4 strands of weed eater line will get you close to 500 grains. It WILL not affect spine or arrow flight if you cut the line to be tight length wise. If not the line moves around fouling up arrow flight. It isn't rocket science. And, there is zero need to pay hundreds of dollars for heavier broadheads designed for the efoc crowd, that would require another hundred plus dollars for a heavier spined shaft to shoot them. If weed eater line is cut correctly, your nocks will not come out upon impact either. The bad flight and the nock issue go hand in hand in guys testimonies about how t doesn't work well. Well, if you do it right, it does fine with no tuning issues or nock problems. If you leave the line short, it will shift around causing tuning issues and knock the nock out upon impact. God Bless.

From: carcus
Add 100 grains or so, or just get some fmj's and 125gr bh's and your good to go, I got a passthrough at 70 yards taking out ribs, couldn't even find the arrow on a very large bodied bull moose last fall

From: PMcGee
I shoot GT Kinetic 300's with 75 gr hits and a 125gr head they're around 490gr. 27" draw 70lbs.

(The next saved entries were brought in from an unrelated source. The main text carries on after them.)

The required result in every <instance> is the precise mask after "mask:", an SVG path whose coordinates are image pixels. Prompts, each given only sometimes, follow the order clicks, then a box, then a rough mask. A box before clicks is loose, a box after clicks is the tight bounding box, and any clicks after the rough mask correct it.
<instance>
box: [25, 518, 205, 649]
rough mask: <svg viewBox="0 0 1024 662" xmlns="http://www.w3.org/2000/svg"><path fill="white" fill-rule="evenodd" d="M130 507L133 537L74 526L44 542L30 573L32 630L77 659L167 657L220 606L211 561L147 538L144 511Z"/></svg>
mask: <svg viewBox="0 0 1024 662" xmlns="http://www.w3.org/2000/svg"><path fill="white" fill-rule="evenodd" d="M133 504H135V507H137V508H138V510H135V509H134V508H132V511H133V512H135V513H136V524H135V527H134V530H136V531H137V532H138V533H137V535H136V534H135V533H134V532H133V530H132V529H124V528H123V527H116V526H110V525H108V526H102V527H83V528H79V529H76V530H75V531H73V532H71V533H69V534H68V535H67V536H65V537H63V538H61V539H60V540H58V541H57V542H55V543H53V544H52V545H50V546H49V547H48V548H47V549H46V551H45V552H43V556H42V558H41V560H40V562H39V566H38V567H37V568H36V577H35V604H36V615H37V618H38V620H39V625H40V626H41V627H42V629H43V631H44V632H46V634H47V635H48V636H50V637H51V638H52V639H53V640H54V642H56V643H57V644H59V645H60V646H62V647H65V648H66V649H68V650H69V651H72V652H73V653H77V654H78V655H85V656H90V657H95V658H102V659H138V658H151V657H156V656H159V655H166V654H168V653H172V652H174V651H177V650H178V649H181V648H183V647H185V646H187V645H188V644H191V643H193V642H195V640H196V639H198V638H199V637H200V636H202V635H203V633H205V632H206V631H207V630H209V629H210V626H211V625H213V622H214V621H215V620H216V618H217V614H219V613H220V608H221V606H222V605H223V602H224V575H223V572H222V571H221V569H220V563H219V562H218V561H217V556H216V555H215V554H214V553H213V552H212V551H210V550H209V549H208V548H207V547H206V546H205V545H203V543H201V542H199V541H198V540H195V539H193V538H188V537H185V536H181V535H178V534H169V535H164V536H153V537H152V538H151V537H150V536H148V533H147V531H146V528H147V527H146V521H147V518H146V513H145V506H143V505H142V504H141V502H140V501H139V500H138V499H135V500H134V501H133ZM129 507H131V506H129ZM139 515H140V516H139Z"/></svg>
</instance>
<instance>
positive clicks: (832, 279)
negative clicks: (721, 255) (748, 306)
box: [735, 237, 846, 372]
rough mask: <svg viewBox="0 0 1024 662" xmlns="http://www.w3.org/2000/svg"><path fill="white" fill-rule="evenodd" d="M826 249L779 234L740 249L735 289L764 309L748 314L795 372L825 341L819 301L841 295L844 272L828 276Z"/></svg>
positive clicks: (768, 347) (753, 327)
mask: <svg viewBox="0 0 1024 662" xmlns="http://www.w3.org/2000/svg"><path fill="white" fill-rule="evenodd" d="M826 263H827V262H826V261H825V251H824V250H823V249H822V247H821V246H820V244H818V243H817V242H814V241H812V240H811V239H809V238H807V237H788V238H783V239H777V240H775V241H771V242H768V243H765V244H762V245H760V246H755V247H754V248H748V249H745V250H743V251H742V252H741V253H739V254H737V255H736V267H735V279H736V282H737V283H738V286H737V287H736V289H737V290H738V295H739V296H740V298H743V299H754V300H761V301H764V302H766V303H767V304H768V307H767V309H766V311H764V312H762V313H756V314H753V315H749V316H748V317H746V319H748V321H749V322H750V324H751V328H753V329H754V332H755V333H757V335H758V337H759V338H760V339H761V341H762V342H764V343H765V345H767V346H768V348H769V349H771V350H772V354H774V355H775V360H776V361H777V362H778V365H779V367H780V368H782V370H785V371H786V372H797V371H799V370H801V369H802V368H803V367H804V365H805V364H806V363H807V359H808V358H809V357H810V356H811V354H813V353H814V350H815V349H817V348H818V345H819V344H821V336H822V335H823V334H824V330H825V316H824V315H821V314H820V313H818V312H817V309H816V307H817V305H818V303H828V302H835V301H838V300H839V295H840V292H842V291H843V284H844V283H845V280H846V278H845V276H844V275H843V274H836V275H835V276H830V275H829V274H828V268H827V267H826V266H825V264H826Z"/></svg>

I'm going to Alaska next year for moose. I'm not changing a thing.

From: britfan
450gr. Easton axis 62 lbs @ 28 in. Funny how no one has mentioned shot placement. Moose are not particularly difficult to put down. If u hit a big rib on the way in it will certainly slow up the penetration a lot. Between the ribs you will go through with 400 gr easily. That is my experience.